Tras la barbarie de la Segunda Guerra Mundial, lo que buscaron los Estados fundadores de la Organización de Naciones Unidas (ONU) –China, Francia, Rusia (en esa época, la URSS), el Reino Unido y Estados Unidos– no fue otra cosa que la consolidación y el mantenimiento de la paz, la seguridad, la solución pacífica de los conflictos, el respeto a la dignidad humana y sus derechos esenciales, el freno a los abusos de gobiernos tiránicos.
En 1948 se aprobó la Declaración Universal de los Derechos Humanos y en 1949, con el propósito común de limitar al máximo la crueldad de guerras inevitables, estableciendo unas reglas mínimas que resguardaran y protegieran a quienes no participan en las hostilidades (la población civil, por ejemplo, o el personal de salud) y a los heridos, enfermos y prisioneros, fueron celebrados los cuatro convenios de Ginebra y –en años posteriores– sus protocolos y tratados adicionales, sentando las bases de lo que hoy conocemos como Derecho Internacional Humanitario (DIH).
El Consejo de Seguridad de la ONU –integrado por quince representantes de los Estados – tiene por objetivo primordial la preservación de la paz a nivel internacional, sus decisiones son obligatorias, y puede imponer sanciones ante su incumplimiento. Respecto a tales determinaciones, se estableció que los aludidos Estados fundadores – permanentes– gozaran del poder de veto, que –dicho en términos sencillos– permite que cada uno de ellos pueda bloquear una decisión, aunque sea aprobada por todos los demás integrantes.
El poder de veto de los Estados Unidos ha hecho imposible que el Consejo de Seguridad haya expedido una resolución vinculante y efectiva para que cese el fuego.
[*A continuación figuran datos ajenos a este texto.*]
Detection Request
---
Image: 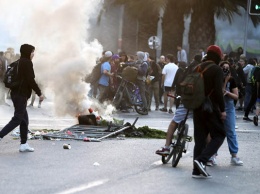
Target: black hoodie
[12,44,42,99]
Quien esto escribe no comparte la subsistencia del poder de veto, porque, si bien pudo ser conveniente en los primeros años, ya no se justifica; otorga preferencia, rompe la igualdad y da lugar a un perjudicial desequilibrio en la toma de decisiones, al propiciar que uno solo –por capricho o interés– esté en capacidad de impedir que el Consejo de Seguridad y las Naciones Unidas cumplan su trascendental papel en la preservación de la paz y en la observancia del Derecho Internacional Humanitario, como lo hemos visto recientemente.
En ese contexto, vetar significa oponerse unilateralmente a lo resuelto en votación y someter a la mayoría, que se ve precisada a aceptar –sin recurso alguno– lo que impone quien goza de ese poder.
Lo cierto es que, si consideramos cuanto ha venido ocurriendo en la guerra entre Rusia y Ucrania, y desde el 7 de octubre en la Franja de Gaza entre Israel y Hamás, de poco o nada han servido las declaraciones y gestiones de la ONU. En el momento de escribir estas líneas, el poder de veto de los Estados Unidos ha hecho imposible que el Consejo de Seguridad haya expedido una resolución vinculante y efectiva para que cese el fuego, sean liberados los prisioneros y rehenes de uno y otro lado, se ponga fin a los crímenes de guerra y de lesa humanidad, no se siga involucrando a la población civil –ajena al conflicto–, no continúe la flagrante vulneración de los derechos humanos y se restablezca la vigencia y observancia del Derecho Internacional Humanitario.
Israel dice defenderse de Hamás. Sin apoyar los actos terroristas ni la toma de rehenes por parte de Hamás –que son inaceptables–, cabe recordar el principio jurídico según el cual la defensa debe ser proporcionada a la agresión. No se ve proporción alguna en los bombardeos indiscriminados contra la población civil, los miles de niños muertos, heridos, mutilados, abandonados, presos; los ataques a hospitales, iglesias, campos de refugiados, ambulancias; el cerco y el encierro sobre miles de familias, en medio del hambre y la sed, en constante peligro de caer bajo las bombas o las balas; la matanza de periodistas.
Confiemos en que la ONU, sin vetos, el DIH y la Corte Penal Internacional hagan lo que les corresponde.